Chapter 15: Exercises

Conceptual Exercises

Exercise 15.1: Sequence Data Classification

For each of the following data types, identify the most appropriate RNN task configuration (one-to-one, one-to-many, many-to-one, many-to-many aligned, or many-to-many unaligned).
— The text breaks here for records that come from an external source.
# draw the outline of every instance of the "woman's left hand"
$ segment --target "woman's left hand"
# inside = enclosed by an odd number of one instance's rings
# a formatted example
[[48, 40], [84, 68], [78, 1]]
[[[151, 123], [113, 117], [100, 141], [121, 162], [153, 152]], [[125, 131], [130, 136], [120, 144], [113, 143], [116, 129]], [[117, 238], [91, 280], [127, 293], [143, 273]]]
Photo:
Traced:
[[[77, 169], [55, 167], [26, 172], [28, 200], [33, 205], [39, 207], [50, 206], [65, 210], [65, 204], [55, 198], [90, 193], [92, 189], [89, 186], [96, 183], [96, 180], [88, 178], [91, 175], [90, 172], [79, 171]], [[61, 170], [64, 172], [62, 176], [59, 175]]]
Justify your choice.

a) Predicting whether a movie review is positive or negative b) Generating a musical melody from a genre label c) Translating an English sentence to German d) Predicting the part of speech for each word in a sentence e) Predicting the next word in a sentence given the previous words

Exercise 15.2: Parameter Counting

A vanilla RNN has input_size=100, hidden_size=256, and output_size=50. Calculate the total number of trainable parameters, including all biases.

Exercise 15.3: Vanishing Gradients

Consider a vanilla RNN with hidden_size=2 and the weight matrix $\mathbf{W}_{hh} = \begin{pmatrix} 0.5 & 0 \\ 0 & 0.3 \end{pmatrix}$.

a) Compute $\mathbf{W}_{hh}^{10}$ (i.e., the matrix raised to the 10th power). b) What happens to the gradient signal after 50 time steps? c) What would change if the diagonal values were 1.5 and 1.3 instead?

Exercise 15.4: LSTM Gate Analysis

An LSTM cell has the following gate values at time step $t$: - Forget gate: $\mathbf{f}_t = [0.9, 0.1, 0.5]$ - Input gate: $\mathbf{i}_t = [0.2, 0.8, 0.5]$ - Candidate cell: $\tilde{\mathbf{c}}_t = [1.0, -0.5, 0.3]$ - Previous cell state: $\mathbf{c}_{t-1} = [2.0, 1.0, -1.0]$

a) Compute the new cell state $\mathbf{c}_t$. b) Interpret what the forget gate is doing for each dimension. c) Which dimension is receiving the most new information?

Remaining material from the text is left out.